Amid an economy spiralling downwards and unprecedented lay-offs in the technology sector at industry giants such as Oracle, enterprise search technology firm Autonomy has posted full-year revenue growth of 47%, the highest in the company’s history.
The company, which produces high-end search software used by companies to sift through ever increasing volumes of unstructured data, saw revenues for the year to 31 December surge to $503.2 million from $343.4 million in 2007. Adjusted net profits almost doubled, rising from $77.2 million to $148.0 million. (The Cambridge, UK-headquartered company chooses to report in US dollars.)
Signs of a slight slowing of pace were evident in the fourth-quarter numbers, where revenues were up 26% to $145.3 million, although profits remained strong, rising 88% to $53.4 million.
Supporting that growth in the fourth quarter were sales to a host of blue-chips, including JPMorgan, Citi, the BBC, BAE Systems, Statoil, Société Générale, CNN, Lloyds TSB and Deutsche Bank.
CEO Dr Mike Lynch said the fundamental driver for Autonomy’s success was an explosion in the quantity of unstructured data stored by companies, brought on by regulatory changes and increasing litigation in the financial markets “as a result of recent turmoil”.
“As regulators across the world have realised that most of their issues are found in the unstructured information, we saw a raft of new regulations come in during 2008 and the announcement of new regulations which will become operative in 2009 and 2010,” Lynch said.
Search has emerged as a key method of reducing the high cost of legal discovery, with defendants and litigants both able to gain access to vital documents by trawling through vast archives. While the legal sector and compliance imperatives are major drivers of the search industry, the technology is increasingly being used to boost productivity by helping employees navigate mountains of data. Advanced search technology has also found a home in the law enforcement and anti-terrorism communities.

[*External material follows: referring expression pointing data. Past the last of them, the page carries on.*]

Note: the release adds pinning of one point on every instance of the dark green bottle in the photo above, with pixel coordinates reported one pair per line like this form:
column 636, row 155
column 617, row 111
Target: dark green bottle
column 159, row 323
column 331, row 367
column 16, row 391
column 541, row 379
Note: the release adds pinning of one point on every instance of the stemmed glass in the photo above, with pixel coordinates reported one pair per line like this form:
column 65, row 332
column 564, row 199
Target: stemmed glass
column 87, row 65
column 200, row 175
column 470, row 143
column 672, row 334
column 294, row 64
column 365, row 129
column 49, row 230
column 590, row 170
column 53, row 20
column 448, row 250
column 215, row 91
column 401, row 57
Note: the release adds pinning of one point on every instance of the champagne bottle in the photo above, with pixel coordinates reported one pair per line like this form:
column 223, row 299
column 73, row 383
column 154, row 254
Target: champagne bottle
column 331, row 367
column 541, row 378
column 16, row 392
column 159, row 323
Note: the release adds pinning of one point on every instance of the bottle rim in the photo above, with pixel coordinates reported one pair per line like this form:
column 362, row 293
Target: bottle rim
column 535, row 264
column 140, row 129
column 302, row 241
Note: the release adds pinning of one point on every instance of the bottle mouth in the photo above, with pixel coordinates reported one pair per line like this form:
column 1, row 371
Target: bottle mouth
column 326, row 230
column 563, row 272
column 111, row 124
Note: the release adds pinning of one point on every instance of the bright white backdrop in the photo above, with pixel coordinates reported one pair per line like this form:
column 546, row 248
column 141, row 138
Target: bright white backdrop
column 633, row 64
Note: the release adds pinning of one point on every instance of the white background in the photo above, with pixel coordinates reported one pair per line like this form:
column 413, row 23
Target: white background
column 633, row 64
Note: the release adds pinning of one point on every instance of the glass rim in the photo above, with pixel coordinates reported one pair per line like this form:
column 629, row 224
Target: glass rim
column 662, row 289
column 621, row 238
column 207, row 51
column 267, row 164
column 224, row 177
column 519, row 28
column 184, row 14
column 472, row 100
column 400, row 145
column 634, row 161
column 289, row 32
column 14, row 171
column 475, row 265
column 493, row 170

Lynch founded Autonomy in 1996, drawing on research conducted at Cambridge into adaptive pattern recognition and a statistical inference theorem developed by the Rev Thomas Bayes in the 18th century. The company’s focus on research has continued with R&D spend increasing 26% year-on-year, leading the technology to receive “accolades and top ratings in multiple new areas” in 2008.
Lynch concluded that the company would remain “conservatively optimistic” throughout the rest of 2009, while confidently declaring victory in the “enterprise search wars”.